To these people, whilst I respect your views, I have to try to pour a little bit of cold water on this line of questioning. Firstly with the Euros itself. International football has totally different demands on players than club football. Players are playing with different teammates, strike difference bonds and have different roles within each squad. just look at the all-conquering Lionel Messi as a classic example. Unbeatable in the striped shirt of the Catalan giants Barcelona, unnoticeable in the striped shirt of his native Argentina.

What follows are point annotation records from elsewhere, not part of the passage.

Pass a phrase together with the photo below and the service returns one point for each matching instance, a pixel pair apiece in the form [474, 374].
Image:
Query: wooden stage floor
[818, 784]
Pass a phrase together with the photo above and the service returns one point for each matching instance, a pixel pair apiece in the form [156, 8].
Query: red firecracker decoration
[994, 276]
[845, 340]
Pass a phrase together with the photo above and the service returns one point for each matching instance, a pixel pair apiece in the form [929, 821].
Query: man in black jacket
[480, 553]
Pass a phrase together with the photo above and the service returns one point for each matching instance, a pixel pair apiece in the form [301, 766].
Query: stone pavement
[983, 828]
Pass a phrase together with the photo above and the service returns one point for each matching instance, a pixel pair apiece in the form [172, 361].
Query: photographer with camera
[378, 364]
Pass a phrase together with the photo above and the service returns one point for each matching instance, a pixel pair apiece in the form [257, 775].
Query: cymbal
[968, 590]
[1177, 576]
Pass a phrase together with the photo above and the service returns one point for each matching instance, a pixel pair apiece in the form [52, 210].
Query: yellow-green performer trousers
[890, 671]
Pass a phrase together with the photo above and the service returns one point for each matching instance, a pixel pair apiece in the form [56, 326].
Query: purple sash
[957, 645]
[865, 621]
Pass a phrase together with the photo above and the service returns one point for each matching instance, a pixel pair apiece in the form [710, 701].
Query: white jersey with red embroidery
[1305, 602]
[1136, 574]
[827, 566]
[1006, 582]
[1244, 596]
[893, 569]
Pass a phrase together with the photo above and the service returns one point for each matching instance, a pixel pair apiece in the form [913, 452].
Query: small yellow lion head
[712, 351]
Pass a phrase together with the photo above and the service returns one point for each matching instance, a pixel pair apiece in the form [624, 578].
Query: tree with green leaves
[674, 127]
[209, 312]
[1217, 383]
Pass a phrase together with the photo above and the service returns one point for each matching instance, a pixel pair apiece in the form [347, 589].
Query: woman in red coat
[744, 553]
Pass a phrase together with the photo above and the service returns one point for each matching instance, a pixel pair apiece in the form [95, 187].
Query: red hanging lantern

The pace of international football is also different, noticeably slower than the fast and frenetic Premier League. There are countless examples of players that have excelled at international level but could not make it In the Premier League and in this tournament alone we’ve seen a resurgent Schevchenko roll back the years and drag his country over the line to claw three precious points. So a player that can jink passed four international defenders might not necessarily be able to saunter their way into the Stoke penalty box with a clodhopper like Shawcross salivating in their ears. For some players the English game is just not their cup of tea and we have to respect that and wish them a good career elsewhere. Unless its Barcelona. Then they can attach themselves to Xavi’s undercarriage and disappear for all I care.

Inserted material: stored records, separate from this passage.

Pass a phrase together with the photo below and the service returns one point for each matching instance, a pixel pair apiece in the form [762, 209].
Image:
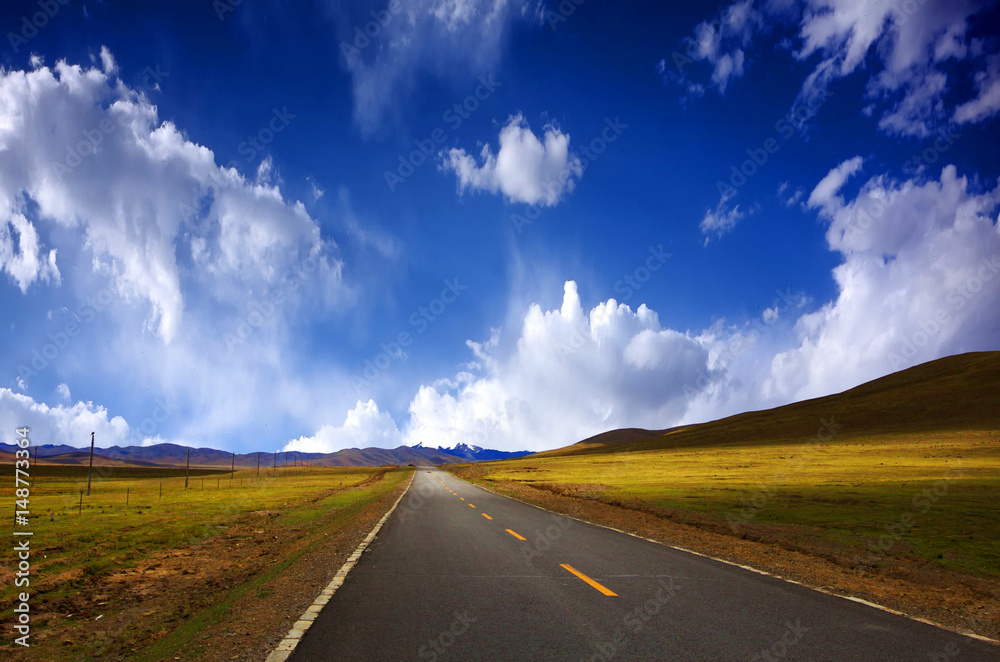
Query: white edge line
[868, 603]
[284, 649]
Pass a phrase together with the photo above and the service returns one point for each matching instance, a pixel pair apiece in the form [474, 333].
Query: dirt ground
[958, 602]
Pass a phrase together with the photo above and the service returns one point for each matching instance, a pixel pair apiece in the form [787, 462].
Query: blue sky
[503, 223]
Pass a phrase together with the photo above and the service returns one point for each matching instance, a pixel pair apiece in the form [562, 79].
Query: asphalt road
[459, 573]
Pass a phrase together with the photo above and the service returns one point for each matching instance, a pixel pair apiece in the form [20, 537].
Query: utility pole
[91, 469]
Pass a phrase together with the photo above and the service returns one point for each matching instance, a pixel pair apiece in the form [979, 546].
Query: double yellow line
[604, 590]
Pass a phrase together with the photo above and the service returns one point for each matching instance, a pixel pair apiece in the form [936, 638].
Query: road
[460, 573]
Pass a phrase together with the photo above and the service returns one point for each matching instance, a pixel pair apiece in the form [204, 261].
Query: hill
[955, 393]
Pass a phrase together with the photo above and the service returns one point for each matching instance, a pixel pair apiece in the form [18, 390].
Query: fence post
[90, 470]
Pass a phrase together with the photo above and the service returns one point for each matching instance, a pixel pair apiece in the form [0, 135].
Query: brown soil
[959, 602]
[115, 616]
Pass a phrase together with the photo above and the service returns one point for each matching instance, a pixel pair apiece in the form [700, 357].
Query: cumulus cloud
[721, 44]
[567, 375]
[721, 220]
[85, 152]
[60, 424]
[987, 103]
[189, 273]
[525, 169]
[919, 278]
[450, 40]
[21, 255]
[365, 426]
[824, 195]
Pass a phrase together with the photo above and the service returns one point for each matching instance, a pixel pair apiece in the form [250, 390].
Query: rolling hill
[960, 392]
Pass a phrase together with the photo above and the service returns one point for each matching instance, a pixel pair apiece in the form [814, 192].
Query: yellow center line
[587, 579]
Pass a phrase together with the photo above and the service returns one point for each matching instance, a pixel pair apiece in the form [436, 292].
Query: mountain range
[176, 455]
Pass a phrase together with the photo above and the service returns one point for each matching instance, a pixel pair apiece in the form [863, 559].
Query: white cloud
[365, 426]
[451, 40]
[568, 374]
[721, 220]
[919, 278]
[525, 169]
[60, 424]
[824, 195]
[92, 155]
[721, 44]
[908, 47]
[21, 255]
[987, 103]
[181, 250]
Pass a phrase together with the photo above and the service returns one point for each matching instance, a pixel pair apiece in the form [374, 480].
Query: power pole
[91, 469]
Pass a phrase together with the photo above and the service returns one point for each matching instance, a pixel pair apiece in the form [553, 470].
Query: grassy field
[933, 496]
[889, 491]
[178, 558]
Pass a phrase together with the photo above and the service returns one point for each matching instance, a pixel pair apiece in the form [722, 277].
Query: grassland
[147, 569]
[890, 491]
[932, 496]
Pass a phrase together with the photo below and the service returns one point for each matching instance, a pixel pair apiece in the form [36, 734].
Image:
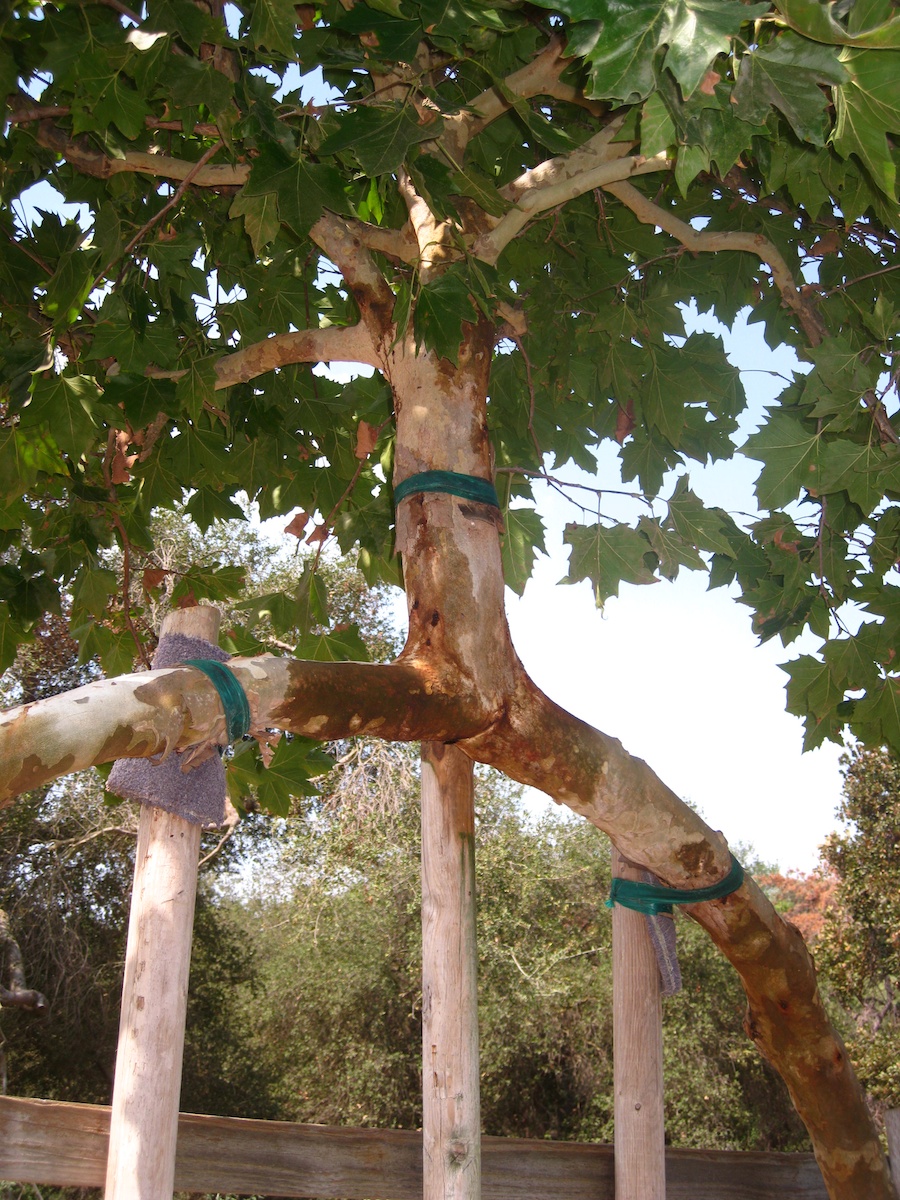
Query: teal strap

Ultimately, as a season ticket holder, when it comes to The Arsenal players i’ve been watching for nine months of the year, i’llkeep my judgements until the end of the season and try to make my opinions of a player when all the smoke has cleared. I personally think Arshavin’s time is probably up at Arsenal. By his own admission, he stated that Wenger lost faith in him, which effectively seals his exit from the club. And as for Bendtner, whilst I felt (and still feel) he has more to offer than the statues of Chamakh and Park on the bench last season, Wenger’s insistence on playing him as a left winger demonstrates to me that he’s probably lost faith in him too. And that is surely the end of their tenures. Bendtner’s own press mutterings won’t have helped either.
So it leaves people like me in a bit of a state of limbo when watching performances like Arshavin’s last night and at the weekend. On the one hand I am rueful that he couldn’t replicate that form for us last season, but on the other I am pleased – a good tournament should add a couple of million on to the price tag which, I would hope, could be reinvested in getting new players in and not subsidising big fat contracts for crocked players or perennial bench warmers. I think that is probably why so many Arsenal fans seem to worry about how much money we get for players. It’s true that we don’t physically benefit from an extra few million on a players resale value, but because we have been told how important it is that Arsenal are self sustaining, we know that the only chance we have of improving the squad is if we make good money on players. Arsenal fans have effectively all become accountants because of the clubs agenda and sometimes propaganda. But that’s probably another debate for another day.
Have a good one folks. Until tomorrow.